Salobreña is a beautiful little town built on the summit of a rocky crag, a stone’s throw from the Mediterranean Sea.
It’s 50 miles east of Málaga and 40 miles south of Granada. Motril is four miles away.
It is easy to get to Salobreña. Salobrena is located just off of the main A-7 coastal road (take N-340 to the centre).
What makes Salobreña so spectacular is the way it rises sheer out of the surrounding sugarcane fields. Be sure to check out the “peñón”, a massive rock formation on the beach.
The steep promontory, as you would expect, was the perfect terrain to build a castle during the Dark Ages. This castle, in turn, gave birth to the town.
The kingdom of Granada was the last Arab foothold in Europe to fall to the Christians, and Salobreña was a Muslim community from 700AD until the year 1489.
The town’s main industry is sugarcane, which was planted first by the Arabs.


The Old Town around the castle is a jasmine-scented paradise in the summer, while New Town further down the slope provides all the amenities.
The Moorish Castle, of course, is the most popular attraction. It costs €4 to visit (€2 for the usual reduced entry), but you may be lucky, and coincide with an ‘open day’, and get in free! You can always get in for free on Monday afternoons.


The castle gates are open daily for three-hour periods, beginning at 10am.
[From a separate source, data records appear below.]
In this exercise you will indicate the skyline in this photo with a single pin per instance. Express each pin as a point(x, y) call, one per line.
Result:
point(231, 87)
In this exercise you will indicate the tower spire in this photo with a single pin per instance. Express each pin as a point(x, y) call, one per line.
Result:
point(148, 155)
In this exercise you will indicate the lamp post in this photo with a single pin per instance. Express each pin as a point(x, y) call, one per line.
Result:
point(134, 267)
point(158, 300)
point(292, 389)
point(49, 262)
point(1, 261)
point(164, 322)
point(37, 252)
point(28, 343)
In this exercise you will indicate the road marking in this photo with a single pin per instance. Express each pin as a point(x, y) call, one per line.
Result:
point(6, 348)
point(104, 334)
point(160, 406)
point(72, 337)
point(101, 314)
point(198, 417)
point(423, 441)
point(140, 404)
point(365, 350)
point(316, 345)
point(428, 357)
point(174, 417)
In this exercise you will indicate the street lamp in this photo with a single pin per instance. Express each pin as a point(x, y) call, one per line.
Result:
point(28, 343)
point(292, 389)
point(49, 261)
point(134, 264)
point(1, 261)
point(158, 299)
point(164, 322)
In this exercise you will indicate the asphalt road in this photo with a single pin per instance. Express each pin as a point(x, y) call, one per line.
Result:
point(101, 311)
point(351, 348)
They also remain open in the late afternoons, from 4pm to 5:30pm, (in summer).
You can easily get around in half an hour – but bring a credit card: they don’t accept cash at the ticket office.
You might also want to see the church, near the castle: Nuestra Señora del Rosario.
It’s 500 years old, and it’s mudejar (after the Christians took control of Salobreña, some Arabs stayed on and worked on the Church).
As often happened in Andalucía, the incoming Christians converted the town’s main mosque into the present church – so it retains Moorish characteristics.
There is a small prehistoric museum in the Old Town for history buffs.
To get to the beach (it’s walkable, but it’s a good mile or so) leave the crag of Salobreña and take the ruler-straight Avenida Mediterranéo.


There is accommodation in Salobreña to suit all tastes and all wallets, as you’d expect in a town which is turning increasingly to tourism, but on this occasion we are going to recommend the Hotel La Miba.
It’s a short distance outside Salobreña proper, on the Málaga side, but this is good, because just about every part of the hotel offers superb views of the steep crag.
The hotel is pet-friendly and boasts an open-air swimming pool, a “skybar” and is renowned for its “skybar”.
Various deals are on offer, and short stays work out at about €130 per night (April prices).
La Traviesa offers a great place to eat. You will find this quaint little restaurant tucked away within the winding streets and alleys of the Salobreña Old Town, near the castle.


This is a great place to have lunch or dinner if you’re touring the castle. The best way to get there is by walking, since parking isn’t available in the area and roads are too narrow to allow cars through.
From all the terraces, you’ll be rewarded by stunning views.
The restaurant does not face the sea. Instead, it offers a stunning view of the surrounding mountains and town. You might even catch a show of flamenco if you come in the evening.
One more quick thing to see: La Bóveda (the Vault). It is not known when or why the ancient tunnel was constructed, nor why tourists would choose to visit it.
We think a beer on La Botica’s terrace is good enough.
Salobreña is the perfect place to visit if you’re staying in Granada, and you fancy a beach day. Alternatively, why not stay in Salobreña, and make excursions to Granada?